27話 自然教室5 ほんとヒロインしてるよ、僕って奴は
『な!?青海川が戻ってきてない!?それは本当ですか!?』
「お、落ち着きなさい川西君!一緒ではなかったのかね?」
『わ、私たち、その、霧でバラバラになっちゃって………戻ったらみんないるかな…って』
『そ、そうでござる!!なんか霧がすごかったでござる!!(語彙力』
「黒崎も阿賀もわかったから、、青海川以外は全員いるだろうな??黒崎、五泉、川西、阿賀、小国、月潟、、む?出雲崎はどうした?」
『あれ?いや、でも東夜途中まで一緒に……………え!?いない!?』
「先に棟に戻ったんじゃないかい?すまないが月潟、探しにいってくれ」
『……わ、わかりましたわ』
あの幽霊騒ぎの後、バラバラに逃げたわたくしたちは何人か集まってからゴールにたどり着いたのです。そこには既に他のゴールした班の子たちが集まってて、予想通りわたくしたちが最後でした。でもそんなことはどうでもよくて、、道中ずっと行方不明の来夢が心配で、戻ってきてくれてたらいいなってずっと思ってて。でも、、戻ってきたら来夢が………いなくて
『……来夢』
ゴールまで戻ってきた時、霧は晴れていた。と言うよりもこの宿泊棟付近は快晴に近かったのである。つまり、どう考えてもあの時の森が異常だったということになるのだ。
いやいや、変な方に考えてはダメですわ!きっと捜索隊の方達が見つけてくれるはず。そうでないなら、、最終手段に出るまでですわ。
『ていうか、東夜も一体どこへいったんですの………まさか、、探しに戻ってたりとかしてないですわよね?』
棟内をくまなく探し回るも、東夜らしき人は見当たらない。いや、全員が広間に集合しているはずだから、そもそも現在棟内に誰かいること自体がおかしなことではあるのだが。広間では先ほど点呼がとられていたから、おそらく広間の大衆の中には東夜はいない。そうなると早く帰ってきて既に宿泊棟に戻っているか、もしくは来夢を捜しに森の中を進んでいったのかの二択になってしまう。
ガサッ……
ふと、女子トイレの方から物音がした。話し声も聞こえる。もちろん東夜ではないだろうが、付近に寄って聞き耳をたてて、、
「ど、どうするのよ!ゆっちんの所為じゃん!!」
「あ、あたしは悪くない!!あたしは、ただ、、あいつがちょっと痛い目見ればいいって………でもさっちゃんもやろうって言ってたじゃん!!」
「ね、ねぇ、もう先生に言って詳しい場所言おうよ……青海川さん、落ちちゃったんだよ?早く助けなきゃ………」
「し、知らないわよあいつなんか!芳樹くんと、仲良いアピールするから!あ、あたしだって……」
なんの、、話をしているんですの?落とした?あたしは悪くない?何を言って………
「でも!出雲崎くんが証拠持ってるし、、やっぱり言おうよ!」
「なに?あいつにビビってんの?」
「だって……さっきの出雲崎くん、すごく怖かったし……」
「………………」
「証拠持ってるのは事実だしさ、実際見られてるし、、もう言いにいこうよ……ね、ゆっちん……」
ゆっちんって、同じクラスの見附柚子ちゃんのこと?あの、来夢がムダ毛女とか裏で呼んでたあの子ですの?証拠って、何の?
そこまで考えて女子たちがトイレから出ようとしていることに気づく。
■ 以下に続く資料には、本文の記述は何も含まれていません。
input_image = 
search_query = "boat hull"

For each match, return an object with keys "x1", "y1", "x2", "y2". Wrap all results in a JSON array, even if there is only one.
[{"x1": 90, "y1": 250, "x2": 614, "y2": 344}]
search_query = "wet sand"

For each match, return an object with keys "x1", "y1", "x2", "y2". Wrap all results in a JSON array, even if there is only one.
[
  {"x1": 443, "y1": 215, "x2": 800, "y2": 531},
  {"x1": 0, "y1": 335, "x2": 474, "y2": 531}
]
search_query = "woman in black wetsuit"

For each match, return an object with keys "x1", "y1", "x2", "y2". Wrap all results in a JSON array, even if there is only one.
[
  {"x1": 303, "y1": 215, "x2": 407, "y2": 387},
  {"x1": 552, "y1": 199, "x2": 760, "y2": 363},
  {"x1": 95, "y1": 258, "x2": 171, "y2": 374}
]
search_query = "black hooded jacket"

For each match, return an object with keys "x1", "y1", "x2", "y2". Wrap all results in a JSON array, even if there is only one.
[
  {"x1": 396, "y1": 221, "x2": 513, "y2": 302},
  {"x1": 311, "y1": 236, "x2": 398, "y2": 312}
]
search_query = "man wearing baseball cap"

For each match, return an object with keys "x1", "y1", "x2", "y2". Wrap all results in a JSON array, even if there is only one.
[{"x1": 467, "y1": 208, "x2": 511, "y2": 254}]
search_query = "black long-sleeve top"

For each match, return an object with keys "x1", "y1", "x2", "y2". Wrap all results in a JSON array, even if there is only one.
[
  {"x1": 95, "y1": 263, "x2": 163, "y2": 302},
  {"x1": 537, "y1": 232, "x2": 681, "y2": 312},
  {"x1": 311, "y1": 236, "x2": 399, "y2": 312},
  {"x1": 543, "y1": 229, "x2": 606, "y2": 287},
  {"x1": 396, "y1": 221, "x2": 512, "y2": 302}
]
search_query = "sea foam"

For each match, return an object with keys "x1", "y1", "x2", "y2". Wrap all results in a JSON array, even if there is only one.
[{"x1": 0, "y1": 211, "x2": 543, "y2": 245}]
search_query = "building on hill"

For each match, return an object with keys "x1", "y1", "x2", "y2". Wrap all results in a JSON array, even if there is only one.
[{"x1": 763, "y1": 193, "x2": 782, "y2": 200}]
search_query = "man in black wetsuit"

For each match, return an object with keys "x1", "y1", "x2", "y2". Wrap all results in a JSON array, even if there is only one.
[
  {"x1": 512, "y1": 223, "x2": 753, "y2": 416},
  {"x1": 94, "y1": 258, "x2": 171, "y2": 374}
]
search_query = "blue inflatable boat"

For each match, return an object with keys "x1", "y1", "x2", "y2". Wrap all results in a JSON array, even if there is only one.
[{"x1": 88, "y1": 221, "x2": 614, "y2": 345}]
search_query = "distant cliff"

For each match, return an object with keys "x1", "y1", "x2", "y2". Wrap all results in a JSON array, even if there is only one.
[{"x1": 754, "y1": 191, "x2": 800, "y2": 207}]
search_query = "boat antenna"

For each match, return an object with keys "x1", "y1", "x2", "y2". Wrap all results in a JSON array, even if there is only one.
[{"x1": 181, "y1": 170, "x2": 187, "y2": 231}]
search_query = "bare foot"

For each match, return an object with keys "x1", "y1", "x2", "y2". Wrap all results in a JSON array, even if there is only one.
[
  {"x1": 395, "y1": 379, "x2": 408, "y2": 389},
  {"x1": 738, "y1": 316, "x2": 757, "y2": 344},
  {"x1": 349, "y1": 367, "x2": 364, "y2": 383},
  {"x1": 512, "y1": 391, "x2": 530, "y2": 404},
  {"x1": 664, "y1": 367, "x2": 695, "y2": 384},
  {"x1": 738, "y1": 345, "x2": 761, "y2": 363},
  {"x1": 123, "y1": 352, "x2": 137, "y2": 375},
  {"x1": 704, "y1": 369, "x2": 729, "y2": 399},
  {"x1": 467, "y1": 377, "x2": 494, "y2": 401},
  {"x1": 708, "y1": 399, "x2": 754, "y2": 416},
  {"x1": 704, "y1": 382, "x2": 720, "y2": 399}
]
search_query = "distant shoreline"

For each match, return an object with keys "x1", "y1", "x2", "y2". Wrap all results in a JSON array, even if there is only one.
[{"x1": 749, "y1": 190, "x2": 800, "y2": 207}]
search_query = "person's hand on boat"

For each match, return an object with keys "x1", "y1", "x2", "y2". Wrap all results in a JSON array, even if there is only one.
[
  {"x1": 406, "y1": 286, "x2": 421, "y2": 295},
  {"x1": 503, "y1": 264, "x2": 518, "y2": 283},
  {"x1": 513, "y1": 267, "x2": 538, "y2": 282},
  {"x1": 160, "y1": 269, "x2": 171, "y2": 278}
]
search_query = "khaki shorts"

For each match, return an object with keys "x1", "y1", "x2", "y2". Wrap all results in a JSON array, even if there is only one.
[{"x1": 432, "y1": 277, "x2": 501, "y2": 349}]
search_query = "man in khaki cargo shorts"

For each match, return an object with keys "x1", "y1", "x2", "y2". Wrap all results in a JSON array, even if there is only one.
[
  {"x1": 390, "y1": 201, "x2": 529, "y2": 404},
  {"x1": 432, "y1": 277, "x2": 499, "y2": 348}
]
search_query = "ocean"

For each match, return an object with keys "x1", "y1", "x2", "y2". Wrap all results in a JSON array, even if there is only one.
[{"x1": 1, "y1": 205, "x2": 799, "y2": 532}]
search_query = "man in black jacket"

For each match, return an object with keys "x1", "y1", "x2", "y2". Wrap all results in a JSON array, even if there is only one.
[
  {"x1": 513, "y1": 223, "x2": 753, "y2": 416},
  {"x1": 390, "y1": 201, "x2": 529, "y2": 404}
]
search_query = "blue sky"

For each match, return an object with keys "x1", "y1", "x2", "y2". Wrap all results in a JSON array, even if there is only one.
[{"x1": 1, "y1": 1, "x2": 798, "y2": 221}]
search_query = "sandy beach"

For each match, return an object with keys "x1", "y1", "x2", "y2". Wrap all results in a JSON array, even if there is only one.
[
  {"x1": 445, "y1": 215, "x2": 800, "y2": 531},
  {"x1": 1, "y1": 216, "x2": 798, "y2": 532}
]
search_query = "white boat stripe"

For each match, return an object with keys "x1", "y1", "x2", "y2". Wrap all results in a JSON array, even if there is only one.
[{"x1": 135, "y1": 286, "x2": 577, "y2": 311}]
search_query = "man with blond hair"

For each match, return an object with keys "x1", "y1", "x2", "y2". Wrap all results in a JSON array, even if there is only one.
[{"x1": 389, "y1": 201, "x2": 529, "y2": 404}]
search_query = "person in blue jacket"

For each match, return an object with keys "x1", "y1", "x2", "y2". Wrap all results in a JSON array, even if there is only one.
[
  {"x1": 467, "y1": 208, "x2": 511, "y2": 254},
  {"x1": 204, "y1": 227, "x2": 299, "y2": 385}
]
すかさず給湯室に隠れて様子を確認するが、柚子ちゃんが出てこないことに気づいた。見ると他の3人の女子は柚子ちゃんの班の子たちで、皆沈んだ表情をしている。どうやら何か言われたらしい。それに、東夜がどうのこうのって…
その柚子ちゃんはまだ手を洗っているらしい。水の流れる音が外まで聞こえる。
「ああ、くそ、あたしなんであんな………助けるべきだった?いや、あたしは悪くないあたしは悪くない悪くない悪くない悪くない。あああああああああ!!!なんで、なんで!あの時はどうかしてて、、あたしは!!悪くない悪くない悪くない悪くない悪くない悪くない悪くない悪くない悪くない悪くない悪くない悪くない悪くない悪くない悪くない悪くない悪くない悪くない悪くない悪くない悪くない悪くない悪くない悪くない悪くない悪くない悪くない悪くない悪くない悪くない悪くない悪くない悪くない悪くない悪くない悪くない悪くない悪くない悪くない」
『な!?』
狂ったように柚子ちゃんが叫ぶ声が聞こえる。すかさずトイレに入ると、そこには水を出したまま手をかきむしる見附柚子の姿があった。
………
………………
…………………………
『い、、痛った……う、いてぇ…。折れたかな……』
『そう簡単には折れぬよ来夢』
『く、ククリ!?』
目を開けるとそこには顔を覗き込むククリの姿があった。いまいち状況が飲み込めなかったものの、周囲を見渡すことによって現状を理解した。
『……赤い』
そこは、真紅の部屋。真っ赤な木々に覆われた小さな空間に、僕とククリの2人が立っている。血のような赤い葉をつけた木々はゴォォという風を受けて不気味に揺れている。霧も少し立ち込め、今にも何か化けて出そうな、そんな心霊スポットが完成していた。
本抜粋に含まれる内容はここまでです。